I thought about dying every day for a while. The question of whether I should die gave me comfort. Like I had control over the choice, and if lived that day it was because I chose to. It was surprisingly empowering.
I wasn’t depressed. I had moments of transcendental joy on some days, especially the days that I walked in nature. I like to think that I approached dying rationally: I want meaning, I can’t find it, so maybe I shouldn’t be here.
Like many who find themselves lacking a sense of meaning or purpose, I turned to fiction to find some motivation(an escape).
I read a book called “Player of Games,” the second book in a sci-fi series called The Culture. This series features a society where humans and AI coexist harmoniously, and AI has solved all of humanity's problems. AI fixed climate change, made huge advancements in space travel, and even found a way to create space for humans to live in, the form of orbitals that spin about a point to create artificial gravity. Sex change was as easy as changing your hair color and humans in the Culture did it frequently. The Culture was decentralized so no one could beat it; there’s no government or despot to take down and there’s no “capital city,” to bomb.
The book took me all over the galaxy and deep into the Culture.

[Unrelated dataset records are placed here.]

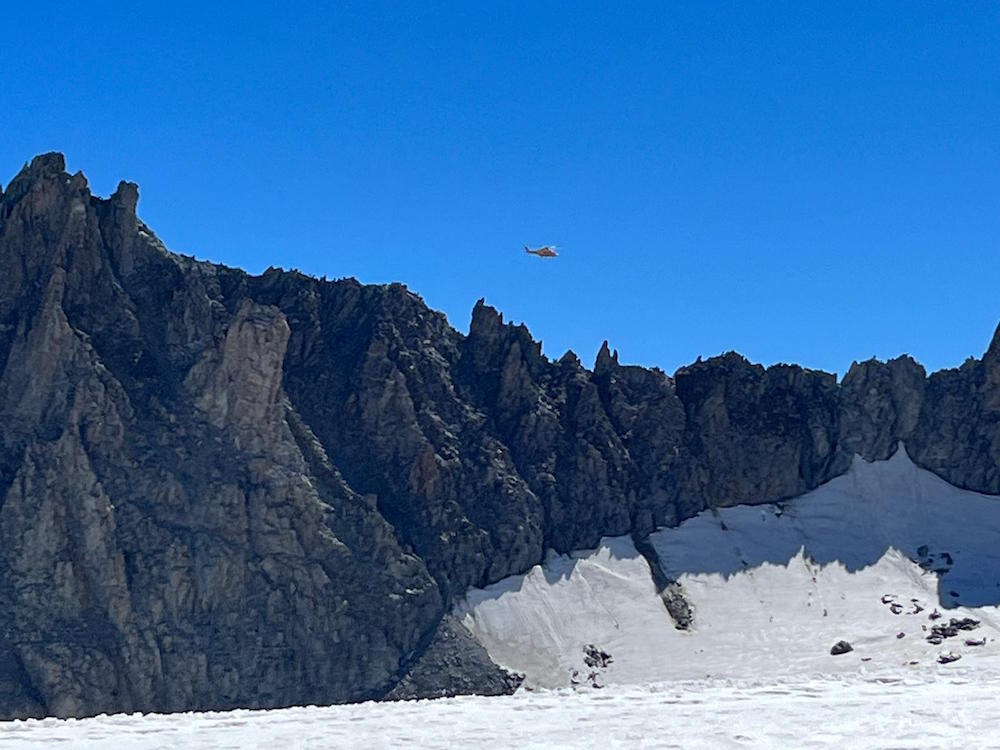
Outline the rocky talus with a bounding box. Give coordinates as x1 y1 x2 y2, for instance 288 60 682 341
0 154 1000 719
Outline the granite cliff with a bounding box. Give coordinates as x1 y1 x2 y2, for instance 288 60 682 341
0 154 1000 719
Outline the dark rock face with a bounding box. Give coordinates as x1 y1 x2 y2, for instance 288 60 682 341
0 154 1000 718
830 641 854 656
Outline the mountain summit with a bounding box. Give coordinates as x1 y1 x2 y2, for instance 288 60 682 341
0 154 1000 718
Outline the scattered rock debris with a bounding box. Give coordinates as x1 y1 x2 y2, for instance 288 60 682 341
583 643 614 669
927 617 979 645
830 641 854 656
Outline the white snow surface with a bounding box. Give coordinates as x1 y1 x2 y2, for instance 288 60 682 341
456 448 1000 689
0 449 1000 750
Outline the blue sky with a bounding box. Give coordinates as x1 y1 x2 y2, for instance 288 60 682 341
0 0 1000 373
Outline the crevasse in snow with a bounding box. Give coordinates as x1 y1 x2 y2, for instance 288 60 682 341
456 447 1000 688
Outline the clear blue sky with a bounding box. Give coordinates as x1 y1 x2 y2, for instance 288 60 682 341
0 0 1000 373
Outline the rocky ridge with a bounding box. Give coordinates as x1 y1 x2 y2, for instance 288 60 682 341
0 154 1000 718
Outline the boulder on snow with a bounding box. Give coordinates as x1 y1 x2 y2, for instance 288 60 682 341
830 641 854 656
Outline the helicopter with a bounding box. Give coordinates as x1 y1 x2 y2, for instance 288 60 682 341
524 245 559 258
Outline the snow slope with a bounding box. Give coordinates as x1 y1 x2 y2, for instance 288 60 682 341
456 449 1000 688
0 671 1000 750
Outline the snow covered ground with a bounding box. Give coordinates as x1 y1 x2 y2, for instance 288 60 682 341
7 450 1000 750
457 449 1000 688
0 670 1000 750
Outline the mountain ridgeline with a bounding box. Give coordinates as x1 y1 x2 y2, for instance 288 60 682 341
0 154 1000 719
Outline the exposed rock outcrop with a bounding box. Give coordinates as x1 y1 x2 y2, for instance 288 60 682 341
0 154 1000 718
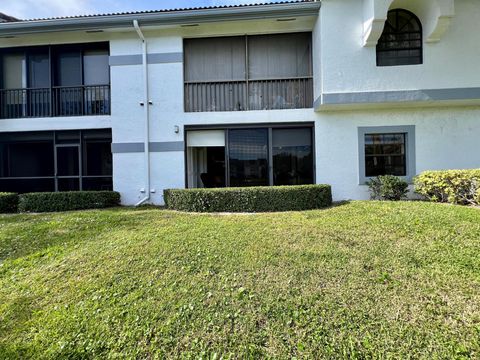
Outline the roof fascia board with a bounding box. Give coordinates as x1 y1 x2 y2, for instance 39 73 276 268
0 2 321 37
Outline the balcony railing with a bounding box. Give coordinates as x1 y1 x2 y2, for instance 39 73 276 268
185 77 313 112
0 85 110 119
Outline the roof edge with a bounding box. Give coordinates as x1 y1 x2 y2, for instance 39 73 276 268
0 1 321 38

And by the end of it, I was sad. Suddenly, my life felt short. I have maybe another 50 years? 60 if I ate really healthy food and exercised. But, that’s not enough time for us to create the Culture! I won’t get to travel into space like it’s nothing, and change into a man to see what all that privilege feels like (ha, ha). I won’t get to see the notion of privilege based on appearance and gender dissolve completely. 60 years of life is just not enough.
And so, in the midst of these feelings of disappointment, I found something: inspiration, curiosity, a desire to live. Not just today, but for a long long time. Forever, ideally!
The Player of Games marked the beginning of my revival. The story helped me find fascination, optimism, curiosity. Forgotten feelings.
When I have bad days (I still do, sometimes), I try to invoke that curiosity and wonder “What will happen next? It could be really really good.”